Rabu, 19 November 2025

Murianews, Jakarta – Direktur Ekonomi Digital Center of Economic and Law (Celios) Nailul Huda meragukan iuran Tabungan Perumahan Rakyat (Tapera) dapat mengatasi persoalan kebutuhan rumah rakyat atau backlog perumahan di Indonesia.

Menurutnya, Tapera yang secara aturan sudah berjalan sejak 2018, masih belum terbukti menyelesaikan masalah backlog perumahan.

”Secara aturan, kewajiban ini sudah berjalan dari tahun 2018 atau dua tahun setelah UU Tapera terbit. Namun apakah sudah menyelesaikan masalah 'backlog' perumahan? Nyatanya backlog perumahan masih terlampau tinggi. Bank Tabungan Negara (BTN) juga sudah disuntik PMN (Penyertaan Modal Negara) jumbo pada 2023 untuk membantu kepemilikan rumah,” kata Huda seperti dikutip dari Antara, Rabu (29/5/2024).
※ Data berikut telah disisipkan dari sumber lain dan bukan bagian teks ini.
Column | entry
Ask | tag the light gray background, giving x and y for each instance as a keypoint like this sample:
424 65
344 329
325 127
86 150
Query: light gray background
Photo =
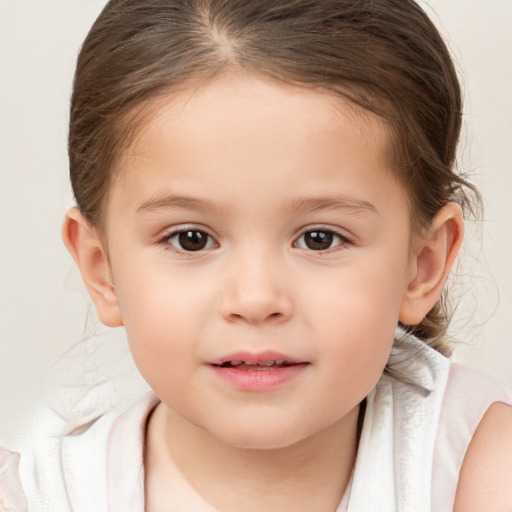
44 312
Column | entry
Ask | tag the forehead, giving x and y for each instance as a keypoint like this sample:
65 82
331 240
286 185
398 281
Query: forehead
244 129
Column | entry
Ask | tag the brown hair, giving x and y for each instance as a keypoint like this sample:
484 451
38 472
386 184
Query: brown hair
384 55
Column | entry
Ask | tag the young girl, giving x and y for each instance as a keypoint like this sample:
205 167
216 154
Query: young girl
266 200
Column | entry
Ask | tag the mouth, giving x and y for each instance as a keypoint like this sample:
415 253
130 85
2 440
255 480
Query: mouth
265 361
263 372
270 365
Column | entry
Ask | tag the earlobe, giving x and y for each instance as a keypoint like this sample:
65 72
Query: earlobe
89 254
432 259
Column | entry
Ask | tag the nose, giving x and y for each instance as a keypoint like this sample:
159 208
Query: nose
255 291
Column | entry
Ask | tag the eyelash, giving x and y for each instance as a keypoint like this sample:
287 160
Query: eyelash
329 235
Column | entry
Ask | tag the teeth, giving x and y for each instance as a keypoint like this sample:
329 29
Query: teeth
265 364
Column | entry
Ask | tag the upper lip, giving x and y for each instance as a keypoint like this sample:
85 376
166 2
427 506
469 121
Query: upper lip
257 358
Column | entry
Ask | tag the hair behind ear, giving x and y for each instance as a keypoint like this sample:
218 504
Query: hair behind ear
89 253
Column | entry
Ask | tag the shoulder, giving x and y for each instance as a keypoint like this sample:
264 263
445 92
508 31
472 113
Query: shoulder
486 473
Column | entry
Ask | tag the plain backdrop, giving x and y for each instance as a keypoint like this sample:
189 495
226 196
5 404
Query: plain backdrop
48 334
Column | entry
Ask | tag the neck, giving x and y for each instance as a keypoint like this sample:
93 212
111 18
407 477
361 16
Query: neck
233 479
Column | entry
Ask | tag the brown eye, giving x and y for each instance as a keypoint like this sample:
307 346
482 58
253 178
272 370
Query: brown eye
191 240
319 240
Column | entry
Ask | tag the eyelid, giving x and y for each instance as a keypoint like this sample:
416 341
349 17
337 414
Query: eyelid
173 231
342 236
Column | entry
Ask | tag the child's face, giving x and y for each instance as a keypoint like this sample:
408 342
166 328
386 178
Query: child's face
295 245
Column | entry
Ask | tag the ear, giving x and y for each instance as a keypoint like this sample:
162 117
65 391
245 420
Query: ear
434 253
91 257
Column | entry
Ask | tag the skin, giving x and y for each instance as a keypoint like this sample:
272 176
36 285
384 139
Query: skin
256 166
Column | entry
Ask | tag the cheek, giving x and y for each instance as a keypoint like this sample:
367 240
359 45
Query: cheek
162 315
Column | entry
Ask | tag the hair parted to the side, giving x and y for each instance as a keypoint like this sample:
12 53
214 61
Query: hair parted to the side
384 55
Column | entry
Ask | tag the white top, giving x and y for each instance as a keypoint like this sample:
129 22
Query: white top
416 430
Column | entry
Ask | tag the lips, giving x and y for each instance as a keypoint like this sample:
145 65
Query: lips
257 372
272 364
262 361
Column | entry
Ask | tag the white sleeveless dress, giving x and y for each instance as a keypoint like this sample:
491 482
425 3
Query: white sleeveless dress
416 430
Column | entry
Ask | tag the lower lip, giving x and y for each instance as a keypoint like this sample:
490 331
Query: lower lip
259 380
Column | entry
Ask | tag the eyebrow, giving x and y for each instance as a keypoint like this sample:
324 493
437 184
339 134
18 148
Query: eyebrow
346 204
178 202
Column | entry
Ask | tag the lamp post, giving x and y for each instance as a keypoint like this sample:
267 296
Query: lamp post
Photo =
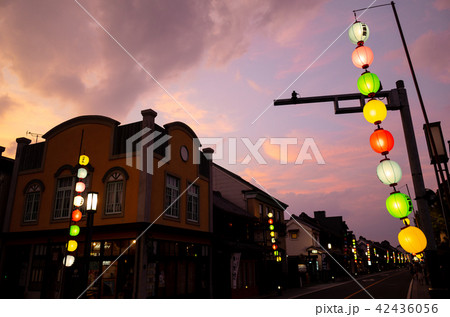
91 209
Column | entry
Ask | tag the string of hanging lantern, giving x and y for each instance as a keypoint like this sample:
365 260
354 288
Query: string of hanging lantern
399 205
78 202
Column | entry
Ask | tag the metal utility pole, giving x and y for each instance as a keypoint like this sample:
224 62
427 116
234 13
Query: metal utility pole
396 100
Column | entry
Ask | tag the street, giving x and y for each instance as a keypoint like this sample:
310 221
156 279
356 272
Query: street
391 284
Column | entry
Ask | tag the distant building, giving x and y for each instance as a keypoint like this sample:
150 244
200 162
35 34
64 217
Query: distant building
333 237
245 263
6 170
303 250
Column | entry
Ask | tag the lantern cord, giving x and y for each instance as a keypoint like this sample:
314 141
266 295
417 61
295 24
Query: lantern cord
81 142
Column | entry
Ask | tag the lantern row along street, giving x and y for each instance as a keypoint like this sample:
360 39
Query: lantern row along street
273 237
78 201
399 205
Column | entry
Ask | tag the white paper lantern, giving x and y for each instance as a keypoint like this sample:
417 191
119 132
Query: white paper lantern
389 172
80 187
82 173
78 201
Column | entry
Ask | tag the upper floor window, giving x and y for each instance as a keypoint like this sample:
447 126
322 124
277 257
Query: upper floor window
32 201
192 207
63 197
172 192
115 185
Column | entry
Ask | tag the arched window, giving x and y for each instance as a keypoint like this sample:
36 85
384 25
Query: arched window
115 180
32 200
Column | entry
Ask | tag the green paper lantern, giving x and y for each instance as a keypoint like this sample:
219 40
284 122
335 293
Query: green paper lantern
368 84
74 230
358 33
399 205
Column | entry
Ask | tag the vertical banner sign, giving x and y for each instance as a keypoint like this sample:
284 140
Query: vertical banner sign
235 259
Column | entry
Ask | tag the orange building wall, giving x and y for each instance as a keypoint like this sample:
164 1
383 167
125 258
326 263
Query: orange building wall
63 149
187 173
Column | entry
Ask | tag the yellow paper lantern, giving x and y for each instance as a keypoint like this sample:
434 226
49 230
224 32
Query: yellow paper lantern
72 245
375 111
412 239
78 201
84 160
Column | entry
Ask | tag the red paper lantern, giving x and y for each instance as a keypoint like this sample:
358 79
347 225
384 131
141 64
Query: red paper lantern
381 141
76 215
362 57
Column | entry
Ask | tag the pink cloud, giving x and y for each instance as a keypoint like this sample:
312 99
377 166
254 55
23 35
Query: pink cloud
430 53
441 5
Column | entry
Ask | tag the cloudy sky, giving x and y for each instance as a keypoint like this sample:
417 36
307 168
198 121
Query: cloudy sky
218 66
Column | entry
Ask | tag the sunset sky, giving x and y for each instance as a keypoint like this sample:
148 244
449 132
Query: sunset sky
224 62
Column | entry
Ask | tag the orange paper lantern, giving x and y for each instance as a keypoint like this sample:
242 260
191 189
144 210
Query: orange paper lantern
381 141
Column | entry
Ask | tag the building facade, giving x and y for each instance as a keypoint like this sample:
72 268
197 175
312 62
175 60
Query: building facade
151 235
245 261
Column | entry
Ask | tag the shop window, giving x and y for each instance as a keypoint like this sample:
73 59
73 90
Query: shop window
115 189
172 197
32 201
37 267
192 207
63 197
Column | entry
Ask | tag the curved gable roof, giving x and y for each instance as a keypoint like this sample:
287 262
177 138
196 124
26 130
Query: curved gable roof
181 126
78 121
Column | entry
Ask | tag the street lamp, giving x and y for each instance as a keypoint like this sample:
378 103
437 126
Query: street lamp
92 200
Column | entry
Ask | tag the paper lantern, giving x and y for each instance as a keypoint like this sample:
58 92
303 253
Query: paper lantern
406 221
78 201
368 84
74 230
399 205
68 260
92 201
80 187
76 215
84 160
389 172
358 33
375 111
381 141
82 173
362 57
72 245
412 239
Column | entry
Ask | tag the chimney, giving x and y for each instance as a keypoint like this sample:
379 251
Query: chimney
319 214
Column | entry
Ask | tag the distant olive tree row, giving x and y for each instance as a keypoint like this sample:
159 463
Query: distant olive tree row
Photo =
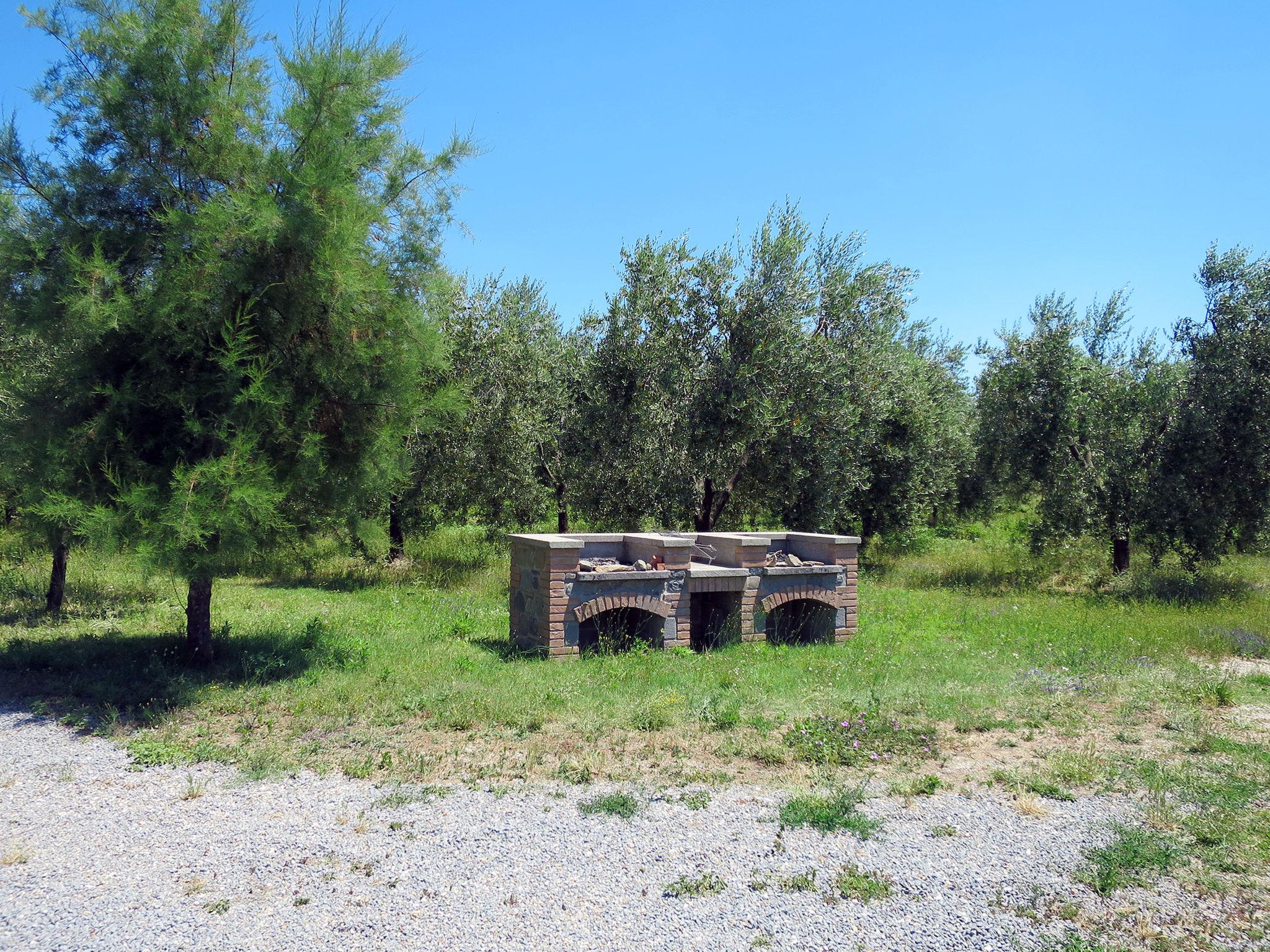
225 325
Huda menjelaskan sebenarnya tujuan awal kewajiban iuran Tapera menjadi salah satu bentuk kebijakan pemerintah dalam menyediakan pembiayaan perumahan untuk masyarakat berpendapatan rendah (MBR).

Meski begitu, tujuan aturan itu masih belum jelas. Apakah berbentuk investasi atau arisan kepemilikan rumah.

Dalam aturannya, dana Tapera yang dikumpulkan dari peserta dikelola ke dalam beberapa portofolio investasi. Yakni, ke korporasi sebesar 47 persen, Surat Berharga Negara (SBN) 45 persen dan sisanya deposito.

”Dalam beleid tersebut juga disebutkan peserta berhak menerima informasi dari manajer investasi tentang dana dan hasil dari dana kita. Apakah kita diberitahukan setiap bulan di mana posisi kekayaan kita?,” jelasnya.

Menurut Huda, dengan posisi SBN sebesar 45 persen dari total dana yang dikelola BP Tapera, mudah bagi pemerintah untuk menerbitkan SBN karena bisa dibeli badan pemerintah termasuk BP Tapera memakai uang masyarakat.

”Ingat, BI rate sudah naik yang artinya deposito sebenarnya lebih menguntungkan dibandingkan SBN. Pemerintah ingin menaikkan bunga SBN, yang jadi beban utang. Ketika swasta enggan investasi di SBN, badan pemerintah jadi solusinya,” jelasnya.

Huda menyebut, manfaat bagi peserta yang tidak mengambil program Tapera akan sangat minim. Peserta yang tidak ambil rumah pertama, karena preferensi atau sudah punya rumah, justru dirugikan apabila tingkat pengembalian tidak optimal.

Menurut dia, seharusnya dengan uang yang diambil untuk iuran Tapera bisa digunakan untuk investasi sendiri alih-alih untuk iuran Tapera.

”Jadi ada opportunity cost yang hilang,” tutur Huda.

Diketahui, Presiden Joko Widodo telah meneken Peraturan Pemerintah Nomor 21 Tahun 2024 tentang Perubahan Atas Peraturan Pemerintah (PP) Nomor 25 Tahun 2020 tentang Tabungan Perumahan Rakyat (Tapera) pada Senin (20/5/2024).

Dalam aturan itu, pekerja maupun pekerja mandiri diwajibkan membayar iuran 3 persen dari gaji mereka. Besaran upah yang dibayarkan, 0,5 persen ditanggung pemberi kerja sedangkan 2,5 persen diambil dari gaji pekerja. Sementara pekerja mandiri, menanggung seluruh iurannya sendiri.

Aturan ini secara umum tidak hanya berlaku bagi pekerja di bidang swasta saja. Tapi juga mengatur untuk ASN, TNI dan Polri yang digaji langsung oleh negara.

Iuran Tapera bagi pekerja yang menerima gaji atau upah yang bersumber dari kas negara ini akan diatur langsung oleh Kementerian Keuangan melalui koordinasi bersama dengan Kementerian Pendayagunaan Aparatur Negara dan Reformasi Birokrasi.

Sementara, iuran Tapera dari pegawai BUMN, BUMD, BUMDes dan karyawan swasta akan diatur oleh Kementerian Ketenagakerjaan. Kemudian, untuk pekerja mandiri akan diatur langsung oleh BP Tapera.